What's Your Bag: 26 Grains

Ally Capellino What's Your Bag: 26 Grains

 For the latest What’s Your Bag, writer Ellie Robertson met founder of Neal’s Yard café 26 Grains, Alex Hely-Hutchinson. They discussed making what was once Dickensian, delicious again; her journey from pop-up to World Porridge Competition and the Salem Witch Trials.

ER: The latest Ally Capellino campaign shows the AW17 Frances Ripstop Backpack pictured with a bowl of oats - whilst very fitting – I'm sure it isn’t how you’d fill yours. Can I ask what’s in your bag? 

AHH: That actually has happened, honestly. I’ve had a bag full of grains. At the moment, I have my diary with lots of recipe ideas because as much as I love computers and online, there’s something so rich about brainstorming on paper and then formalising it on an electronic device.
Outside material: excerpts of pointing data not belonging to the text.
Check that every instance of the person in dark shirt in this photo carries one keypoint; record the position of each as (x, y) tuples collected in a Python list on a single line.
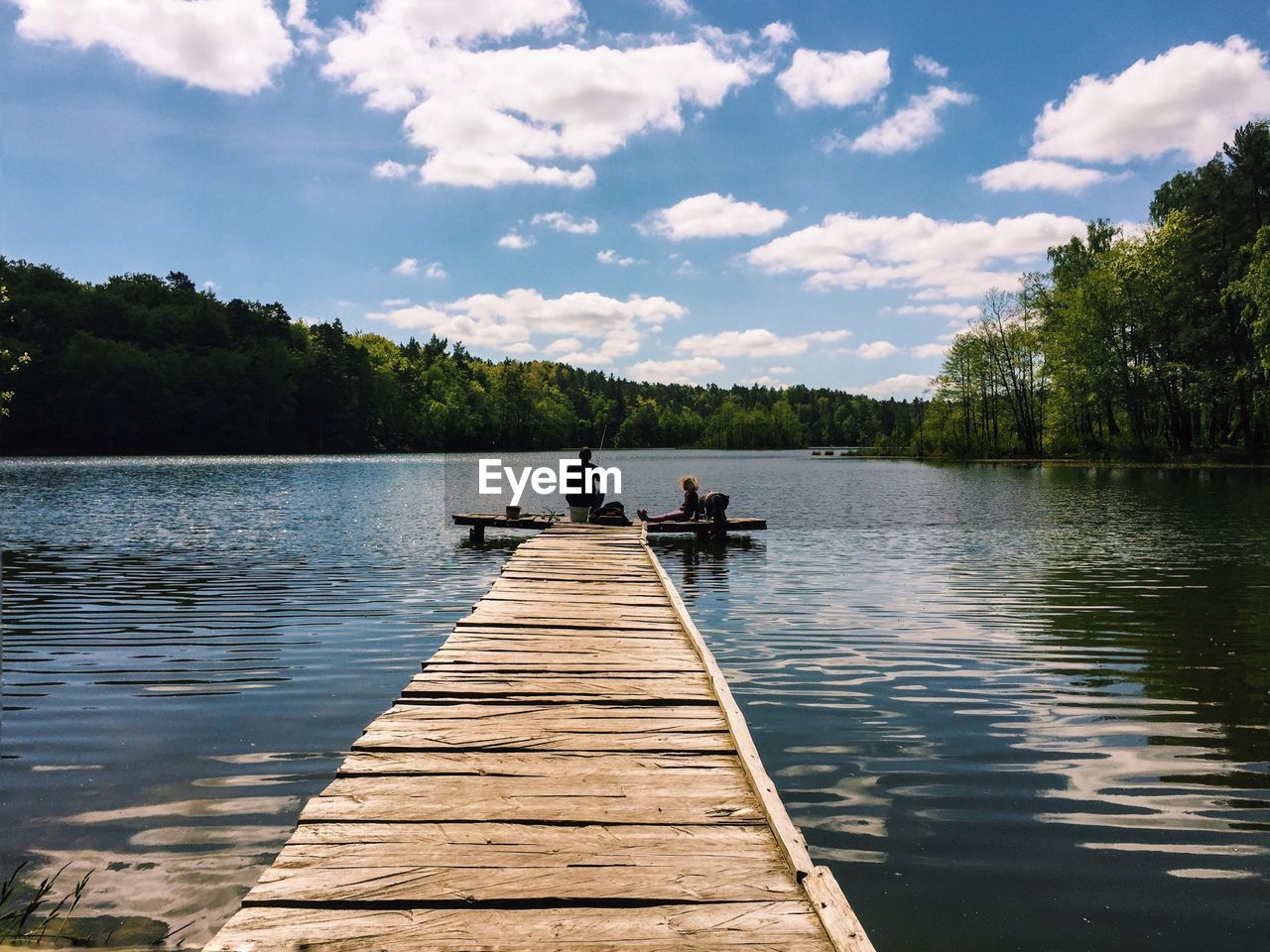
[(583, 474), (688, 508)]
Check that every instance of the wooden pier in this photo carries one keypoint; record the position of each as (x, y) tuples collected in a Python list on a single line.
[(568, 772), (476, 525)]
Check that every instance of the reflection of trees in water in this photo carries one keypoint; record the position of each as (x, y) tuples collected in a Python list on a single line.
[(702, 565), (1180, 595)]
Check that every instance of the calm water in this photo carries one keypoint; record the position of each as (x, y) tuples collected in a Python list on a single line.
[(1014, 708)]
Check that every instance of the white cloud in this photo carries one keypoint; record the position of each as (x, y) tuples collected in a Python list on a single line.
[(714, 216), (754, 343), (876, 350), (1043, 175), (901, 386), (494, 116), (562, 345), (676, 8), (939, 259), (389, 169), (1187, 100), (913, 126), (509, 322), (230, 46), (779, 33), (956, 311), (928, 350), (818, 77), (688, 371), (931, 67), (610, 257), (409, 268), (566, 222), (516, 241)]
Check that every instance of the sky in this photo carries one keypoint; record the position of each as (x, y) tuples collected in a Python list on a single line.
[(665, 189)]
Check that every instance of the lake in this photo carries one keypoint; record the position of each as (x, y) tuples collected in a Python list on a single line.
[(1012, 707)]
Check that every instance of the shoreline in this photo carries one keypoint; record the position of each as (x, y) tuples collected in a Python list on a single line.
[(1198, 463)]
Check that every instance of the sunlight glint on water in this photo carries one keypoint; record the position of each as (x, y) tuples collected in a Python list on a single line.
[(1012, 707)]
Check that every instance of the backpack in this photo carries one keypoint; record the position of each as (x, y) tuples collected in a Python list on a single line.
[(610, 515), (714, 504)]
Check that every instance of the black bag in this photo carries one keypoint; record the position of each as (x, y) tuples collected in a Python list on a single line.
[(714, 504), (610, 515)]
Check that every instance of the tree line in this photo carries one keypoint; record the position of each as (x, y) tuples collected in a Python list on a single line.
[(1152, 345), (148, 365)]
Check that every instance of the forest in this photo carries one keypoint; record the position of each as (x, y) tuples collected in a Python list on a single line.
[(1152, 345), (148, 365)]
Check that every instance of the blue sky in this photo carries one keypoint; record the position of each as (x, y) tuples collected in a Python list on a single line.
[(309, 153)]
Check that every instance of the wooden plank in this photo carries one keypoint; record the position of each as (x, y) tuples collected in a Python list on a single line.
[(512, 634), (572, 664), (390, 875), (531, 684), (839, 920), (683, 769), (785, 925), (547, 728), (568, 772), (788, 835), (579, 640), (601, 800)]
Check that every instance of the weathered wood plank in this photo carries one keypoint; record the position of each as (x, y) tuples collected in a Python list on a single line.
[(683, 769), (707, 839), (578, 664), (508, 873), (601, 800), (771, 927), (489, 726), (568, 772), (439, 683)]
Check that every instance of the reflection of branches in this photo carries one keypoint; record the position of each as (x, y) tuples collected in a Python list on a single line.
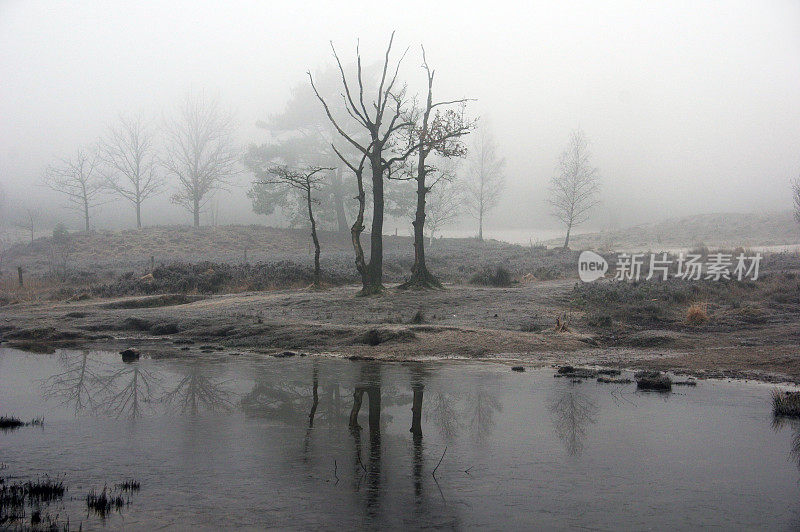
[(480, 408), (196, 390), (572, 411), (79, 384), (138, 389), (443, 413)]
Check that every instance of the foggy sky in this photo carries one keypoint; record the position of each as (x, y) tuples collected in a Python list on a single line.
[(691, 107)]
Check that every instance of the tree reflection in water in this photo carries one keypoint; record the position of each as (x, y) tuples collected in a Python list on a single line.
[(572, 411), (479, 409), (80, 384), (196, 391), (129, 390)]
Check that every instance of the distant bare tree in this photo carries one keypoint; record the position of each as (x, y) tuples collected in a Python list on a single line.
[(305, 180), (29, 220), (485, 180), (574, 188), (78, 179), (438, 131), (200, 151), (129, 157), (381, 121), (60, 252), (444, 205), (796, 199)]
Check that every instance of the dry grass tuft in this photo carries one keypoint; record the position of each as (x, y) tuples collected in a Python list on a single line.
[(697, 314), (786, 403)]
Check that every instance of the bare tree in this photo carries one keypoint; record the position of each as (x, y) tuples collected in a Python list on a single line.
[(78, 179), (382, 120), (574, 189), (129, 157), (796, 199), (439, 133), (200, 151), (485, 180), (444, 205), (305, 180), (29, 220)]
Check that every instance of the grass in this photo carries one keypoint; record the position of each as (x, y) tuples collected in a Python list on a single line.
[(104, 503), (653, 380), (498, 276), (129, 485), (786, 403), (12, 423), (34, 493)]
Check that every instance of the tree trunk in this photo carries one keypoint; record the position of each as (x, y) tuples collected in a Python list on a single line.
[(420, 276), (416, 410), (358, 395), (355, 233), (338, 199), (196, 211), (566, 241), (317, 272), (86, 213), (315, 396), (375, 267)]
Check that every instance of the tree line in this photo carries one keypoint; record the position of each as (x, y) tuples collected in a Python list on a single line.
[(352, 146)]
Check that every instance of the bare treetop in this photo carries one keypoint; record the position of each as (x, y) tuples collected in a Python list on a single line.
[(485, 179), (575, 187), (200, 151), (129, 158), (78, 180)]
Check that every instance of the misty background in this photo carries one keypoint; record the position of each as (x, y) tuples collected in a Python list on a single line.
[(690, 108)]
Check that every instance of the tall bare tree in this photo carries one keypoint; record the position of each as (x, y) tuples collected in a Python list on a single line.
[(29, 220), (306, 180), (130, 163), (439, 131), (574, 189), (200, 151), (485, 180), (444, 205), (383, 121), (78, 180)]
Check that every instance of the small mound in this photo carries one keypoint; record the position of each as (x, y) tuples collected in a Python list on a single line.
[(167, 300), (653, 380)]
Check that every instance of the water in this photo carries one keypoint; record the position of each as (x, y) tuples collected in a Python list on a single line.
[(227, 442)]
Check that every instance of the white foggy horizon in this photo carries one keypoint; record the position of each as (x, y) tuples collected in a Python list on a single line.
[(690, 108)]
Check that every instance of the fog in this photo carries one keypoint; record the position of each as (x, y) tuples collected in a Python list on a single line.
[(689, 107)]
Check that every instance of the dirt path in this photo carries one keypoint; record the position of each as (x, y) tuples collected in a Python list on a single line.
[(505, 324)]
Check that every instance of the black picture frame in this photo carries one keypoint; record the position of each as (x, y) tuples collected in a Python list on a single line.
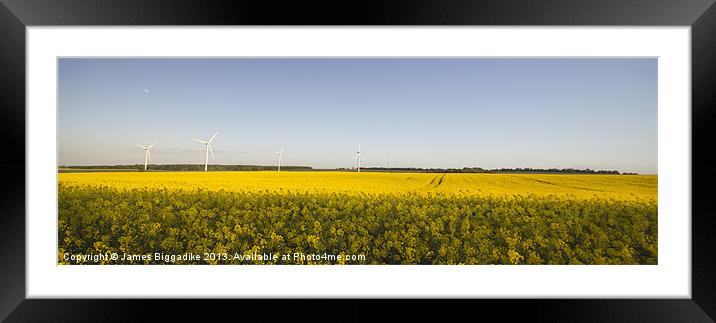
[(15, 15)]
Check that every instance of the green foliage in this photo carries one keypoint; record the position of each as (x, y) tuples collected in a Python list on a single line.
[(386, 228)]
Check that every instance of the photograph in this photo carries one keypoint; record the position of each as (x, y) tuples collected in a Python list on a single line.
[(357, 161)]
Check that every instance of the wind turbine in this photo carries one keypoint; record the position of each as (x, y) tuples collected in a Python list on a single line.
[(278, 154), (147, 155), (208, 149), (358, 154)]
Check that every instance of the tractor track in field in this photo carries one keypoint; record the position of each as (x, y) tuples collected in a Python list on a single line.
[(435, 182)]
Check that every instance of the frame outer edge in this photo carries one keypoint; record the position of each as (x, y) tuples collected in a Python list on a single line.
[(12, 182), (703, 79)]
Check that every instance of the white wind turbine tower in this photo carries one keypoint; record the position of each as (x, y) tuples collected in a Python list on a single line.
[(359, 156), (278, 154), (147, 155), (208, 149)]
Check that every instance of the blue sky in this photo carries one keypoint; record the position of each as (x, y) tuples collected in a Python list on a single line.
[(406, 112)]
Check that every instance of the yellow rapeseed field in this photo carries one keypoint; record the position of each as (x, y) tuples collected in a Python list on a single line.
[(619, 187)]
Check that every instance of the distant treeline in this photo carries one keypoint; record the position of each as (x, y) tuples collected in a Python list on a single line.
[(499, 170), (191, 167), (195, 167)]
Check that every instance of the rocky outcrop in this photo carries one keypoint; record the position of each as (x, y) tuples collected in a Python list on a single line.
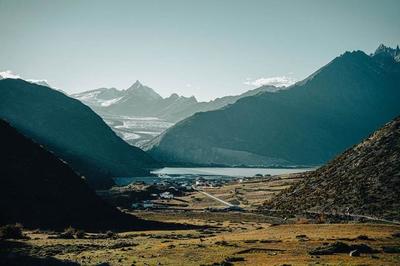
[(364, 180)]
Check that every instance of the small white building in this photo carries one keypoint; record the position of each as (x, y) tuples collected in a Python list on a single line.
[(166, 195)]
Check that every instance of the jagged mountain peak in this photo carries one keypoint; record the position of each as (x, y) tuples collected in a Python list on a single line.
[(388, 51), (136, 85), (138, 88)]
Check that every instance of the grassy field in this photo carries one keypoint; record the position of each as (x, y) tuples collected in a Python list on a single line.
[(248, 240), (230, 238)]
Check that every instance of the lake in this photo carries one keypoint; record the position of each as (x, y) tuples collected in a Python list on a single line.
[(179, 173), (228, 171)]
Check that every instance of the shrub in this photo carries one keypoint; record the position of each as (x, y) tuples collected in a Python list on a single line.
[(12, 231), (68, 233), (80, 234), (111, 234), (302, 220)]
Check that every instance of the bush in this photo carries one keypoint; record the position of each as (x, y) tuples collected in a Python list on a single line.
[(80, 234), (111, 234), (302, 220), (68, 233), (12, 231)]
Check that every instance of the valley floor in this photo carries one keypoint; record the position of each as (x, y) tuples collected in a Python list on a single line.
[(236, 238), (227, 238)]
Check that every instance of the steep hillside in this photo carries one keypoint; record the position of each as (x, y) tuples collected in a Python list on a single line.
[(72, 131), (363, 180), (39, 190), (307, 124), (141, 101)]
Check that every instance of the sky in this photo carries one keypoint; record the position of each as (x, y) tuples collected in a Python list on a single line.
[(203, 48)]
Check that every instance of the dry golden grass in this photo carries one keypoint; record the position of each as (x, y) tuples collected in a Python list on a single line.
[(230, 237)]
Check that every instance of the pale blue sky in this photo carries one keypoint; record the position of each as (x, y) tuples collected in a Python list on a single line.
[(202, 48)]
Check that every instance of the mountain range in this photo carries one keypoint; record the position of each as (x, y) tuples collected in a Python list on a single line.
[(306, 124), (72, 131), (364, 180), (142, 101), (41, 191)]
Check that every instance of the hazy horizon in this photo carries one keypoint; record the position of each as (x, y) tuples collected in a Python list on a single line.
[(206, 49)]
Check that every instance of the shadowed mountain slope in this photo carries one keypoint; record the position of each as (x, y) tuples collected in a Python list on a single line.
[(363, 180), (41, 191), (72, 131), (307, 124)]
My bike lock would be in there as well - I ride my bike everywhere, that’s why I love backpacks and nearly always have one. I can’t just have a little bag with one thing in it.

Probably some leggings as I like the opportunity to always be able to move – whether it be cycling, yoga or running. Moisturiser. Keys. A lot of boring paperwork usually! I always have a book on the go and I listen to a lot of podcasts so always my phone and headphones. My team always joke that they’re going to get ‘So I was listening to this podcast and…’ written on my grave stone. 

ER: You’ve been praised for kick-starting London’s love affair with porridge, can you remember the first time you ate porridge?

AHH: Porridge feels incredibly nostalgic to me and I think it does for a lot of people. It’s very traditional and everyone has an understanding or a memory of it. My mum’s not a very good cook but she used to make porridge because it was easy – especially with 5 kids – and she’d just make a big batch of it and then drizzle honey, brown sugar, or a little bit of milk, that sort of thing. So that was breakfast as a child.  

 

Ally Capellino What's Your Bag: 26 Grains Blueberry Porridge (Photo: Victoria Hely-Hutchinson)

 

Ally Capellino What's Your Bag: 26 GrainsEgg & Kale Porridge (Photo: Victoria Hely-Hutchinson)

 

ER: So what gave you the idea to make a career out of it?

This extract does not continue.